Dominion in Court: A Media Litigation Against The Fox News Network for Dilemma and Other Negligence after the 2020 2020 Election
Conservative TV darlings Tucker Carlson, Sean Hannity and a slew of other Fox News stars and executives, including the network’s 92-year-old owner Rupert Murdoch, may soon have their days in court in what stands to be the biggest media trial since the 1980s.
Colorado-based Dominion Voting Systems, a tech company that manufactures electronic voting machines, is suing Fox News and its parent company Fox Corp. for defaming it in the weeks following the 2020 election and irreparably damaging its business.
Dominion alleges that Fox hosts and executives knew that those claims about its voting machines were false – or, at the very least, acted with reckless disregard for the truth – in a bid to rescue the network’s ratings. After being the first network to call the pivotal state of Arizona for Biden on election night, Fox News saw its audience numbers plummet. (Many of its viewers were Trump supporters.)
A cache of private messages, emails and depositions revealed that Fox may not have upheld the journalistic responsibility to report the truth to audiences. The judge has rejected several of Fox’s First Amendment defenses and in pretrial rulings barred the network from arguing its guests’ alleged defamatory statements were “newsworthy” and deserving of coverage.
Thanks to a 1964 Supreme Court ruling, there is a high bar to meet to prove defamation in the U.S. legal system. The burden of proof is on the person who is responsible for it. Dominion attorneys must prove that Fox leaders knew, or should have known, that the statements hosts and guests made against Dominion were false or acted in reckless disregard for the truth.
It is known as “actual malice”. It’s meant to protect media outlets from being punished for reporting critically on powerful figures, including corporations and the government.
Dominion Voting Systems Can’t Disturbate Fox News: Behind-the-Scènes Communications and the Fourth Estate
In a pre-trial ruling this month, Delaware Superior Court Judge Eric Davis asserted there is no question that the contested statements Fox aired about Dominion were false.
Legal filings made public a trove of private text messages, emails and deposition transcripts, revealing how Fox hosts, producers, and executives really felt about Trump.
Two of those guests were Rudy Giuliani, Trump’s personal lawyer at the time, and Sidney Powell, a Trump ally and attorney. (Dominion has separately sued both Giuliani and Powell but there have been no rulings in either of those cases.)
“The whole thing seems insane to me, and Sidney Powell won’t release the evidence. After the election, Carlson told his fellow hosts that he hated it.
Asked by a Dominion attorney under oath whether or not he could have directed Scott to stop hosting Powell and Giuliani on Fox, Murdoch answered that he could have.
The attorneys for Fox said the election technology company’s worth is nowhere near what Dominion is asking for.
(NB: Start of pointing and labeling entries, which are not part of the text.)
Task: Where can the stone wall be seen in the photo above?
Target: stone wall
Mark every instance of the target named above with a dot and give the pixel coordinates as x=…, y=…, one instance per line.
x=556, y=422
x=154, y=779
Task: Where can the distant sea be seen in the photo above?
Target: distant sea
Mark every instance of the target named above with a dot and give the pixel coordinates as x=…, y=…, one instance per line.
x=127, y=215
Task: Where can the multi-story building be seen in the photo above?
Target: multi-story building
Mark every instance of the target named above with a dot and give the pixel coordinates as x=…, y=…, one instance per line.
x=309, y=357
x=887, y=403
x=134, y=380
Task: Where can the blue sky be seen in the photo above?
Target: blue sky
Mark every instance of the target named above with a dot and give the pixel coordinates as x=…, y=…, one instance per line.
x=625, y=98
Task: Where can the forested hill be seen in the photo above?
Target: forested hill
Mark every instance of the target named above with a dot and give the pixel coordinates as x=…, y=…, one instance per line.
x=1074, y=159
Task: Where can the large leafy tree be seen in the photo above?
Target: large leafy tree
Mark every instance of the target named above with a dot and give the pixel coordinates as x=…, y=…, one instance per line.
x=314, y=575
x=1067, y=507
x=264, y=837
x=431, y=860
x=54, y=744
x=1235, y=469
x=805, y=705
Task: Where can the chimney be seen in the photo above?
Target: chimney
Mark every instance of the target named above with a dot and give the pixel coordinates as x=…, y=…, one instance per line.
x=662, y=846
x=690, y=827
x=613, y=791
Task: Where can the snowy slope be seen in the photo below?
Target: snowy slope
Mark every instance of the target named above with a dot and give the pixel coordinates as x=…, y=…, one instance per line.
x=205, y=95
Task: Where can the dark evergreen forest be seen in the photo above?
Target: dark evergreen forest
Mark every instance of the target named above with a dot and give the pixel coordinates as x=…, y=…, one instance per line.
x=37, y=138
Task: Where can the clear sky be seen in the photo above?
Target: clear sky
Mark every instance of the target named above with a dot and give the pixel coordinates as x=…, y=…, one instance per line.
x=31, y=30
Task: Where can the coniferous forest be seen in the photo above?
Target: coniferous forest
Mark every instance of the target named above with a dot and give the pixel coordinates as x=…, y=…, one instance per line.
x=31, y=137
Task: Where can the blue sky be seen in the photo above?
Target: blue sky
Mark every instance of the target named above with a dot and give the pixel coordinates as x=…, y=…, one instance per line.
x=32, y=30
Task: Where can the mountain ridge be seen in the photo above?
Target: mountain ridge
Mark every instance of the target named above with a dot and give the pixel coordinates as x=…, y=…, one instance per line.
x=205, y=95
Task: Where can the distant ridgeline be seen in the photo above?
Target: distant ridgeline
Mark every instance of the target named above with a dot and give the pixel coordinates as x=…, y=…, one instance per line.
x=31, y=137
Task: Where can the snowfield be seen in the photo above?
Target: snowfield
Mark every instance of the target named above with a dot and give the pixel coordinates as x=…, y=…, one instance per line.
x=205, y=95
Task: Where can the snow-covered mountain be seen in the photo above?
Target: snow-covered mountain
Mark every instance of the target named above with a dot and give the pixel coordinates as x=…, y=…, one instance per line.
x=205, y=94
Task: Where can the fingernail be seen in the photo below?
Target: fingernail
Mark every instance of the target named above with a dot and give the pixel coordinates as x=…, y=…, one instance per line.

A trial in a defamation suit brought against Fox News by Dominion Voting Systems is set to begin this week. It could have significant ramifications for the right-wing cable channel.
• Abby Grossberg, a former Fox News producer who alleged that the network’s lawyers coerced her into providing misleading testimony in a lawsuit filed March
“Both parties have made these witnesses very relevant,” Davis said, regarding the Murdochs. Fox was trying to block Dominion from having the Murdochs on the witness stand.
That could impact Fox’s bottom line. Fox Corporation, the right-wing news outlet’s owner, has an estimated $4 billion in cash on hand, according to its latest earnings statement. It is not clear how much insurance the company has, or if any of it would be covered.
Fox argued in a statement the case is about protecting “the rights of the free press” and a verdict in favor of Dominion would have “grave consequences” for the fourth estate.
The damning behind-the-scenes communications are part of the 10,000 pages of court documents that have been made public and are expected to be shown in the trial.
The Tucker Carlson Trial: a New Look at the Trump-Biden Disavored Scenario in the Post-Election Era
For example, host Tucker Carlson said in one text message he “passionately” hates Trump. In one November 2020 exchange, Tucker Carlson said Trump’s decision to snub Joe Biden’s inauguration was “so destructive,” adding that Trump’s post-election behavior was “disgusting” and that he was “trying to look away.”
Murdoch’s private messages revealed how his own thoughts contradicted what Fox espoused. “Maybe Sean [Hannity] and Laura [Ingraham] went too far,” Murdoch wrote in an email Fox News chief executive Suzanne Scott, apparently referencing election denialism after Trump’s loss to President Joe Biden.
The trial will begin Monday in Delaware at 9 am ET, with expected opening statements at some point during the day. The jury selection is expected to end Monday morning with 12 jurors and 12 alternates. After the jury is seated, it is anticipated that opening statements will begin. The trial is expected to last at least five weeks.